The first market we had was the internet boom period – more accurately called the Internet Bubble – that started around 1994 and ended with the Dot Com Crash of early 2001. In fairness, this was merely the last 7 years of the Great Bull Market that started with Reagan and ended with the reign of Bush II. This was the time when millions of peoples thought they were genius traders because all you had to do to make money was buy some stock. This was also the heyday of the day-trading craze where everyone who could install highspeed data lines in big room could open their “day trading” company and sell seats. Any back-testing that is performed during this period is highly suspect, because the conditions that prevailed in that market simply don’t exist today.

The Real Estate Bubble Market: 2001-2008

The Dot Com Crash led to a wide-spread despair that Happy Days were never gonna Be Here Again. This was clearly unacceptable, so the Fed does what the Fed does best: goose the market. The Fed decided to slash interest rates in order to spur borrowing. That led to the Great Real Estate Bubble that topped out in October 2007 and ended with the collapse of Bear-Stearns in March 2008.

This was the period when any stock that had anything related to “Real Estate” in its name or prospectus exploded off the charts. This was also the period where “financial engineering” gained ascendancy, which also led to the gross over-valuation of financial stocks. Tech stocks were as shunned during this period as they were embraced during the Dot Com Boom. Any back-testing that covers this period is suspect, especially if  it includes real estate, finance or tech stocks. Like the Dot Com Boom period that preceded it, the conditions that existed then do not exist now.

The End of the World As We Know It Market: March 2007-March 2008

The period from March 2007-March 2008 was dominated by the collapse or  near-collapse of all the Too-Big-To-Be-Allowed-To-Fail financial institutions, the bankruptcy of General Motors, TARP and assorted bailout games, and Bernie Madoff’s $50 billion fraud. It was a time of overwhelming panic, when fundamentals were irrelevant and technicals no longer worked. I don’t consider anything that happened during that market to have any bearing on the current market.
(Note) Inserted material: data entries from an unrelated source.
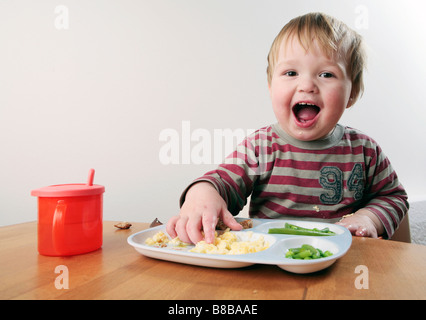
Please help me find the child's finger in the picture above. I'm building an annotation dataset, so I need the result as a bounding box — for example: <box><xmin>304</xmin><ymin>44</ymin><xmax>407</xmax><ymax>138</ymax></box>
<box><xmin>166</xmin><ymin>215</ymin><xmax>179</xmax><ymax>238</ymax></box>
<box><xmin>222</xmin><ymin>209</ymin><xmax>243</xmax><ymax>231</ymax></box>
<box><xmin>202</xmin><ymin>213</ymin><xmax>217</xmax><ymax>243</ymax></box>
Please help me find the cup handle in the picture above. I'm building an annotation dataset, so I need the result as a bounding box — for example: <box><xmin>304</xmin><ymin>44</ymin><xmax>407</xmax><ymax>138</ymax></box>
<box><xmin>52</xmin><ymin>200</ymin><xmax>67</xmax><ymax>253</ymax></box>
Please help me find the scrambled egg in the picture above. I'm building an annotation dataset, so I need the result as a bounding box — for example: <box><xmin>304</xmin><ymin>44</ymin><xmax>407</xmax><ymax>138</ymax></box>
<box><xmin>145</xmin><ymin>231</ymin><xmax>188</xmax><ymax>247</ymax></box>
<box><xmin>189</xmin><ymin>229</ymin><xmax>269</xmax><ymax>254</ymax></box>
<box><xmin>145</xmin><ymin>229</ymin><xmax>269</xmax><ymax>254</ymax></box>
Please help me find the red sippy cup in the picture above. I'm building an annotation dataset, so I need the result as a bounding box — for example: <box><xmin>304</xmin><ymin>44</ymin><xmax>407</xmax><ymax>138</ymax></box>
<box><xmin>31</xmin><ymin>169</ymin><xmax>105</xmax><ymax>256</ymax></box>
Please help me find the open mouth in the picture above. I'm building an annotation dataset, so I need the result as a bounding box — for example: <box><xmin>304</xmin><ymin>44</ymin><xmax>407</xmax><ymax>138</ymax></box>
<box><xmin>293</xmin><ymin>102</ymin><xmax>321</xmax><ymax>123</ymax></box>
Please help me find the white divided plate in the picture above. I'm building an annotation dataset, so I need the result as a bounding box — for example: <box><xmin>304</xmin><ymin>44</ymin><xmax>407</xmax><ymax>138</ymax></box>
<box><xmin>127</xmin><ymin>219</ymin><xmax>352</xmax><ymax>273</ymax></box>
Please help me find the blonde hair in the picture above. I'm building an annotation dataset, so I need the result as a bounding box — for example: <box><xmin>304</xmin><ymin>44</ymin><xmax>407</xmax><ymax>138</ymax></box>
<box><xmin>267</xmin><ymin>13</ymin><xmax>366</xmax><ymax>103</ymax></box>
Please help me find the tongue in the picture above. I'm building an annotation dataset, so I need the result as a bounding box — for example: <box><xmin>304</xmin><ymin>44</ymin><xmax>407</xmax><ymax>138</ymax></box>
<box><xmin>297</xmin><ymin>106</ymin><xmax>318</xmax><ymax>121</ymax></box>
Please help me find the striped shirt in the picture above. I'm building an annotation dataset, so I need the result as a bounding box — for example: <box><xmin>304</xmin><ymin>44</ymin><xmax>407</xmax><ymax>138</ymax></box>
<box><xmin>181</xmin><ymin>124</ymin><xmax>408</xmax><ymax>237</ymax></box>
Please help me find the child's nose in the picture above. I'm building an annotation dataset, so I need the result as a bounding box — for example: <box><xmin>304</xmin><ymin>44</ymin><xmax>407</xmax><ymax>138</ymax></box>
<box><xmin>298</xmin><ymin>77</ymin><xmax>318</xmax><ymax>93</ymax></box>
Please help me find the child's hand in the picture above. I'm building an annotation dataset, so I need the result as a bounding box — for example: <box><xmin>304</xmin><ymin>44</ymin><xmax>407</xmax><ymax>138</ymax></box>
<box><xmin>336</xmin><ymin>209</ymin><xmax>383</xmax><ymax>238</ymax></box>
<box><xmin>166</xmin><ymin>182</ymin><xmax>242</xmax><ymax>243</ymax></box>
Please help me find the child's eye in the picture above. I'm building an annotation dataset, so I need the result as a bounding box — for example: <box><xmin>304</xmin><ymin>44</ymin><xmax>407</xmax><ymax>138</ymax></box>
<box><xmin>284</xmin><ymin>71</ymin><xmax>297</xmax><ymax>77</ymax></box>
<box><xmin>320</xmin><ymin>72</ymin><xmax>334</xmax><ymax>78</ymax></box>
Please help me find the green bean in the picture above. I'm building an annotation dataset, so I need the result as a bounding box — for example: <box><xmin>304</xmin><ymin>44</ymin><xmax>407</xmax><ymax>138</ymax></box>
<box><xmin>268</xmin><ymin>222</ymin><xmax>336</xmax><ymax>236</ymax></box>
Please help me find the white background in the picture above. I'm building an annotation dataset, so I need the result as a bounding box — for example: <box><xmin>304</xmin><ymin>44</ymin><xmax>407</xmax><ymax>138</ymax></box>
<box><xmin>0</xmin><ymin>0</ymin><xmax>426</xmax><ymax>225</ymax></box>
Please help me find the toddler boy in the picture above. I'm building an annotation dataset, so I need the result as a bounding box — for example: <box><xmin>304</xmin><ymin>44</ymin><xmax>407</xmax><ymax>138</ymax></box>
<box><xmin>167</xmin><ymin>13</ymin><xmax>408</xmax><ymax>243</ymax></box>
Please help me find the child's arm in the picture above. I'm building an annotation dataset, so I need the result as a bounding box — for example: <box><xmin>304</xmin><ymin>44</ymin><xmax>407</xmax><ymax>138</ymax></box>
<box><xmin>166</xmin><ymin>181</ymin><xmax>242</xmax><ymax>243</ymax></box>
<box><xmin>337</xmin><ymin>209</ymin><xmax>384</xmax><ymax>238</ymax></box>
<box><xmin>338</xmin><ymin>141</ymin><xmax>409</xmax><ymax>238</ymax></box>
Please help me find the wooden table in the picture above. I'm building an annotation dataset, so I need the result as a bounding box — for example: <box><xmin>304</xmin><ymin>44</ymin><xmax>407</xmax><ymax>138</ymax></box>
<box><xmin>0</xmin><ymin>221</ymin><xmax>426</xmax><ymax>300</ymax></box>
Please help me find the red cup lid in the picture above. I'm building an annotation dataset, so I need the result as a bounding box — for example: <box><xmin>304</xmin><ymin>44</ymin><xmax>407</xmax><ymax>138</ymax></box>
<box><xmin>31</xmin><ymin>183</ymin><xmax>105</xmax><ymax>198</ymax></box>
<box><xmin>31</xmin><ymin>169</ymin><xmax>105</xmax><ymax>198</ymax></box>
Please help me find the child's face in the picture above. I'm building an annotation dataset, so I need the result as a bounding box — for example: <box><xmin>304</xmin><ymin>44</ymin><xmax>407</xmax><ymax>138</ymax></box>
<box><xmin>269</xmin><ymin>37</ymin><xmax>352</xmax><ymax>141</ymax></box>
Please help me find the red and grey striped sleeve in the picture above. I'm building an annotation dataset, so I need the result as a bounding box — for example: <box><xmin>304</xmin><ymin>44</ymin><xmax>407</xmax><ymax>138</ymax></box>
<box><xmin>182</xmin><ymin>124</ymin><xmax>408</xmax><ymax>237</ymax></box>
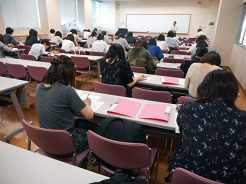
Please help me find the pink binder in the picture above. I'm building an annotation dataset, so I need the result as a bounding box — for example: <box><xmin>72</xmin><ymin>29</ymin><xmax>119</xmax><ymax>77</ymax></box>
<box><xmin>161</xmin><ymin>76</ymin><xmax>179</xmax><ymax>85</ymax></box>
<box><xmin>139</xmin><ymin>104</ymin><xmax>171</xmax><ymax>122</ymax></box>
<box><xmin>107</xmin><ymin>98</ymin><xmax>142</xmax><ymax>118</ymax></box>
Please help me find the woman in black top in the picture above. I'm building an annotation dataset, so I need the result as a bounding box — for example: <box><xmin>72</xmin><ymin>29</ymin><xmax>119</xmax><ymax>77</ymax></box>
<box><xmin>101</xmin><ymin>43</ymin><xmax>145</xmax><ymax>95</ymax></box>
<box><xmin>168</xmin><ymin>70</ymin><xmax>246</xmax><ymax>184</ymax></box>
<box><xmin>25</xmin><ymin>29</ymin><xmax>38</xmax><ymax>46</ymax></box>
<box><xmin>126</xmin><ymin>32</ymin><xmax>136</xmax><ymax>45</ymax></box>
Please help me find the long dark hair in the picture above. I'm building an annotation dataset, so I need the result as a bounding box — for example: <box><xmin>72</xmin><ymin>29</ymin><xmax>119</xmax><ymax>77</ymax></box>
<box><xmin>42</xmin><ymin>55</ymin><xmax>76</xmax><ymax>86</ymax></box>
<box><xmin>197</xmin><ymin>70</ymin><xmax>238</xmax><ymax>107</ymax></box>
<box><xmin>106</xmin><ymin>43</ymin><xmax>126</xmax><ymax>64</ymax></box>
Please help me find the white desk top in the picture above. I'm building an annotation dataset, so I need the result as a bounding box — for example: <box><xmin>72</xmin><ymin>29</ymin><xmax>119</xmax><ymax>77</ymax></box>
<box><xmin>0</xmin><ymin>58</ymin><xmax>51</xmax><ymax>69</ymax></box>
<box><xmin>77</xmin><ymin>90</ymin><xmax>177</xmax><ymax>131</ymax></box>
<box><xmin>134</xmin><ymin>72</ymin><xmax>185</xmax><ymax>90</ymax></box>
<box><xmin>0</xmin><ymin>77</ymin><xmax>28</xmax><ymax>92</ymax></box>
<box><xmin>52</xmin><ymin>53</ymin><xmax>103</xmax><ymax>61</ymax></box>
<box><xmin>0</xmin><ymin>142</ymin><xmax>107</xmax><ymax>184</ymax></box>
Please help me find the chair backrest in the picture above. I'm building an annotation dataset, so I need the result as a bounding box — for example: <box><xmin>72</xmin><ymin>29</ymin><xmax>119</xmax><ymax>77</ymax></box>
<box><xmin>94</xmin><ymin>82</ymin><xmax>126</xmax><ymax>96</ymax></box>
<box><xmin>131</xmin><ymin>66</ymin><xmax>146</xmax><ymax>73</ymax></box>
<box><xmin>87</xmin><ymin>130</ymin><xmax>150</xmax><ymax>169</ymax></box>
<box><xmin>90</xmin><ymin>51</ymin><xmax>106</xmax><ymax>56</ymax></box>
<box><xmin>171</xmin><ymin>50</ymin><xmax>187</xmax><ymax>55</ymax></box>
<box><xmin>171</xmin><ymin>168</ymin><xmax>221</xmax><ymax>184</ymax></box>
<box><xmin>163</xmin><ymin>58</ymin><xmax>184</xmax><ymax>63</ymax></box>
<box><xmin>178</xmin><ymin>96</ymin><xmax>196</xmax><ymax>104</ymax></box>
<box><xmin>40</xmin><ymin>56</ymin><xmax>54</xmax><ymax>63</ymax></box>
<box><xmin>71</xmin><ymin>56</ymin><xmax>90</xmax><ymax>70</ymax></box>
<box><xmin>20</xmin><ymin>54</ymin><xmax>36</xmax><ymax>61</ymax></box>
<box><xmin>56</xmin><ymin>48</ymin><xmax>66</xmax><ymax>53</ymax></box>
<box><xmin>21</xmin><ymin>119</ymin><xmax>76</xmax><ymax>155</ymax></box>
<box><xmin>27</xmin><ymin>66</ymin><xmax>47</xmax><ymax>82</ymax></box>
<box><xmin>0</xmin><ymin>62</ymin><xmax>7</xmax><ymax>76</ymax></box>
<box><xmin>155</xmin><ymin>68</ymin><xmax>184</xmax><ymax>78</ymax></box>
<box><xmin>24</xmin><ymin>45</ymin><xmax>32</xmax><ymax>54</ymax></box>
<box><xmin>5</xmin><ymin>63</ymin><xmax>27</xmax><ymax>79</ymax></box>
<box><xmin>132</xmin><ymin>87</ymin><xmax>172</xmax><ymax>103</ymax></box>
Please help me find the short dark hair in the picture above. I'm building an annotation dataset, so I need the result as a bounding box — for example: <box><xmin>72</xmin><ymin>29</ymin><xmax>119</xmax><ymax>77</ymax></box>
<box><xmin>55</xmin><ymin>31</ymin><xmax>62</xmax><ymax>38</ymax></box>
<box><xmin>50</xmin><ymin>29</ymin><xmax>56</xmax><ymax>33</ymax></box>
<box><xmin>167</xmin><ymin>30</ymin><xmax>173</xmax><ymax>38</ymax></box>
<box><xmin>70</xmin><ymin>29</ymin><xmax>78</xmax><ymax>35</ymax></box>
<box><xmin>106</xmin><ymin>43</ymin><xmax>126</xmax><ymax>63</ymax></box>
<box><xmin>127</xmin><ymin>31</ymin><xmax>133</xmax><ymax>37</ymax></box>
<box><xmin>200</xmin><ymin>51</ymin><xmax>221</xmax><ymax>66</ymax></box>
<box><xmin>148</xmin><ymin>38</ymin><xmax>157</xmax><ymax>45</ymax></box>
<box><xmin>97</xmin><ymin>34</ymin><xmax>104</xmax><ymax>40</ymax></box>
<box><xmin>196</xmin><ymin>35</ymin><xmax>208</xmax><ymax>43</ymax></box>
<box><xmin>157</xmin><ymin>34</ymin><xmax>165</xmax><ymax>41</ymax></box>
<box><xmin>197</xmin><ymin>70</ymin><xmax>238</xmax><ymax>107</ymax></box>
<box><xmin>66</xmin><ymin>34</ymin><xmax>74</xmax><ymax>42</ymax></box>
<box><xmin>42</xmin><ymin>55</ymin><xmax>76</xmax><ymax>86</ymax></box>
<box><xmin>196</xmin><ymin>47</ymin><xmax>208</xmax><ymax>57</ymax></box>
<box><xmin>6</xmin><ymin>27</ymin><xmax>14</xmax><ymax>35</ymax></box>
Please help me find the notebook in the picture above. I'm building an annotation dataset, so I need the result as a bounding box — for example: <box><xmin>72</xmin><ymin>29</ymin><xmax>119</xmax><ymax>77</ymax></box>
<box><xmin>107</xmin><ymin>98</ymin><xmax>142</xmax><ymax>118</ymax></box>
<box><xmin>139</xmin><ymin>104</ymin><xmax>172</xmax><ymax>122</ymax></box>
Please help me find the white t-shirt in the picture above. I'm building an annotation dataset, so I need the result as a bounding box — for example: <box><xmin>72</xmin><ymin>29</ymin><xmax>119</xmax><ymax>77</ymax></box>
<box><xmin>61</xmin><ymin>40</ymin><xmax>75</xmax><ymax>52</ymax></box>
<box><xmin>92</xmin><ymin>40</ymin><xmax>108</xmax><ymax>53</ymax></box>
<box><xmin>50</xmin><ymin>36</ymin><xmax>63</xmax><ymax>45</ymax></box>
<box><xmin>157</xmin><ymin>40</ymin><xmax>169</xmax><ymax>51</ymax></box>
<box><xmin>28</xmin><ymin>43</ymin><xmax>47</xmax><ymax>60</ymax></box>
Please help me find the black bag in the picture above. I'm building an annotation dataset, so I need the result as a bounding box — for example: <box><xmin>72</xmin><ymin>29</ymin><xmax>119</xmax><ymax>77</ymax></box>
<box><xmin>97</xmin><ymin>118</ymin><xmax>146</xmax><ymax>143</ymax></box>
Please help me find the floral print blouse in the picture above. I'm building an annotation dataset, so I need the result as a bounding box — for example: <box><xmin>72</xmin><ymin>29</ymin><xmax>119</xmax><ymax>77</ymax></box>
<box><xmin>168</xmin><ymin>99</ymin><xmax>246</xmax><ymax>184</ymax></box>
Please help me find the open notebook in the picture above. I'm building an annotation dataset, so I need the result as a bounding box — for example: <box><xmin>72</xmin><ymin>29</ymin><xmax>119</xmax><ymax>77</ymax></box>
<box><xmin>139</xmin><ymin>104</ymin><xmax>172</xmax><ymax>122</ymax></box>
<box><xmin>107</xmin><ymin>98</ymin><xmax>142</xmax><ymax>118</ymax></box>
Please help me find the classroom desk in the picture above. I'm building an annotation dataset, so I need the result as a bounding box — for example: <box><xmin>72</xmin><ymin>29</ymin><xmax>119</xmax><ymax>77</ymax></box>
<box><xmin>0</xmin><ymin>77</ymin><xmax>30</xmax><ymax>141</ymax></box>
<box><xmin>0</xmin><ymin>58</ymin><xmax>51</xmax><ymax>69</ymax></box>
<box><xmin>76</xmin><ymin>90</ymin><xmax>180</xmax><ymax>137</ymax></box>
<box><xmin>0</xmin><ymin>142</ymin><xmax>108</xmax><ymax>184</ymax></box>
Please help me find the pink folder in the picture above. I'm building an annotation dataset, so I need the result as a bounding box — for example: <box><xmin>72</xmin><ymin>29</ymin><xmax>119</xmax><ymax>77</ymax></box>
<box><xmin>161</xmin><ymin>77</ymin><xmax>179</xmax><ymax>85</ymax></box>
<box><xmin>107</xmin><ymin>98</ymin><xmax>142</xmax><ymax>118</ymax></box>
<box><xmin>139</xmin><ymin>104</ymin><xmax>171</xmax><ymax>122</ymax></box>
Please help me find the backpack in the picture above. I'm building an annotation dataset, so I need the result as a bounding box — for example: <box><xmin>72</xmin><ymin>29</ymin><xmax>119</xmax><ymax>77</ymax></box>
<box><xmin>97</xmin><ymin>118</ymin><xmax>146</xmax><ymax>143</ymax></box>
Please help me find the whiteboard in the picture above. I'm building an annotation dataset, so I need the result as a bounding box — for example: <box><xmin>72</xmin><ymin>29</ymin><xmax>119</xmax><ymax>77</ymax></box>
<box><xmin>126</xmin><ymin>14</ymin><xmax>191</xmax><ymax>34</ymax></box>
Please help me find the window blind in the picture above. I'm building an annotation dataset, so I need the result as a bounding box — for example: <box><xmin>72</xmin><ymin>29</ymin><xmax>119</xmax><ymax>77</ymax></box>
<box><xmin>0</xmin><ymin>0</ymin><xmax>40</xmax><ymax>28</ymax></box>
The QE/HFT Bubble Market: March 2009-Present

When the S&P500 bottomed out at 666 in March 2009, the Fed resorted to the the only tool they had left: create money out of thin air. That was the advent of “Quantitative Easing” which utterly changed the nature of the market. Vast quantities of brand new cash came pouring into the market by way of the Fed’s largesse. Not only did fundamentals no longer matter, (most of the big financial institutions were technically insolvent during the time leading up to the QE era), not only dud technicals no longer work, but now the high-frequency traders were starting to take over the market.

Due to the advent of QE and the takeover of the markets by HFT, this market is completely unlike any that has come before it. We are now trading in a market where the dominant realities are not earnings or the promise of future earnings, but by the quantity of newly created money flooding in, and the success of competing trading algorithms. The only period that matters is this one. Don’t bother back-testing data prior to March 2009 because it is no longer relevant.